Fig. 1 is a configuration diagram of the present invention, Fig. 2 is a system diagram showing an embodiment of the present invention, Fig. 3 is a flowchart showing a fuel injection amount calculation routine in the above embodiment, and Fig. 4 is a flowchart in the same embodiment. FIG. 5 is a system diagram showing an example of a conventional electronically controlled fuel injection device. FIG. 6 is a flow chart showing a conventional intake air flow rate increase correction control. 1... Engine 2... Intake passage 3... Slot 7
) Valve 4... Throat 7) Valve opening sensor 5...
・Rotation speed sensor 6...Control unit 7
...Fuel injection valve 8...Bypass intake passage 9...
・Solenoid valve 10...Oxygen concentration sensor 11...

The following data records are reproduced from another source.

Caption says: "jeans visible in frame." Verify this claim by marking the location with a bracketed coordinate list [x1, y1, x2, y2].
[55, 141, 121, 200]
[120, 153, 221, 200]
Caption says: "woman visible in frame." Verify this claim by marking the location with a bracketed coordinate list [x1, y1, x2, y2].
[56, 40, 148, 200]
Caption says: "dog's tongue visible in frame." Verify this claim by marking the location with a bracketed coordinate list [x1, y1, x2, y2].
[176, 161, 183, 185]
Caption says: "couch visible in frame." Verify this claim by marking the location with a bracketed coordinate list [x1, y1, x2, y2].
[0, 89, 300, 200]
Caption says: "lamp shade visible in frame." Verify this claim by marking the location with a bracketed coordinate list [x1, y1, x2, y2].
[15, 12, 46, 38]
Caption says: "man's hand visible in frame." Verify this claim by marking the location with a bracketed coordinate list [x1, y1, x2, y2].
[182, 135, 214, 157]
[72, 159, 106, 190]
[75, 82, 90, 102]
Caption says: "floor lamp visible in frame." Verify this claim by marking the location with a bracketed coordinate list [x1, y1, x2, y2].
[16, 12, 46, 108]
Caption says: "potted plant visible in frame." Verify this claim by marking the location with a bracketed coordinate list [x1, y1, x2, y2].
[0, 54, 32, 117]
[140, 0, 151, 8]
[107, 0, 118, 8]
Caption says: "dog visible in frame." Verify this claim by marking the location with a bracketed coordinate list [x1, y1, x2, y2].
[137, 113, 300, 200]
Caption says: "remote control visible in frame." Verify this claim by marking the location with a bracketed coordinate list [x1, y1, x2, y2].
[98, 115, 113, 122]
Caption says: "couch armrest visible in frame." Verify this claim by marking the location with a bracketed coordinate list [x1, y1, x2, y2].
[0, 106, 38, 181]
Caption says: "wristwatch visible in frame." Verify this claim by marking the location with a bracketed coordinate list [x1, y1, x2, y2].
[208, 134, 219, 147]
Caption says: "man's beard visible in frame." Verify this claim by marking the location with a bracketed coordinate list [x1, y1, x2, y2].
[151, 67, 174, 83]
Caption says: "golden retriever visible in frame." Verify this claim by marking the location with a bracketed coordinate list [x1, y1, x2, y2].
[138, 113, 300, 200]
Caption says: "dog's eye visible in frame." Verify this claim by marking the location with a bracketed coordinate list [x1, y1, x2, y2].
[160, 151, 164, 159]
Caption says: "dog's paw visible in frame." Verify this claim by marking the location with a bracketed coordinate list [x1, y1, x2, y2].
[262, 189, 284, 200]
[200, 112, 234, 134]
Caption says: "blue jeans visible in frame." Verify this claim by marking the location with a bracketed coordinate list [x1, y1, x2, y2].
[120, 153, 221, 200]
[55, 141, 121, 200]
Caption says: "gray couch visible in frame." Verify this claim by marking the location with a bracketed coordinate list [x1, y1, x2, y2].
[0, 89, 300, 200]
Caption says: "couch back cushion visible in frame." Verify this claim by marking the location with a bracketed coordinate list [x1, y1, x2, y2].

Exhaust passage patent applicant Japan Electronics Co., Ltd. Agent Patent attorney Fujio Sasashima Figure 2, Ward 4, 5vA

Claims (1)

[Claims] A throttle valve opening detection means for detecting the opening of a throttle valve installed in the intake passage of the engine, an engine rotation speed detection means for detecting the rotation speed of the engine, and a parameter for determining the throttle valve opening and the engine rotation speed. an intake air flow rate storage means that stores an intake air flow rate corresponding to each operating region; an intake air flow rate search means that searches for an intake air flow rate based on detected values of throttle valve opening and engine rotational speed; bypass intake passage opening/closing control detection means for detecting opening/closing control of an opening/closing valve that opens/closes a bypass intake passage that bypasses a throttle valve; and increasing the intake air flow rate retrieved when the opening/closing valve is controlled to open by a predetermined amount. an intake air flow rate correction means for correcting the air-fuel ratio; an air-fuel ratio detection means for detecting the air-fuel ratio of the engine; and an air-fuel ratio detection means for detecting the air-fuel ratio of the engine; an increase correction prohibiting means for prohibiting increase correction; a fuel injection amount setting means for setting a fuel injection amount based on the retrieved intake air flow rate or the intake air flow rate corrected to increase by the intake air flow rate correction means; An electronically controlled fuel injection device for an internal combustion engine, comprising: drive control means for driving and controlling a fuel injection valve according to a fuel injection amount.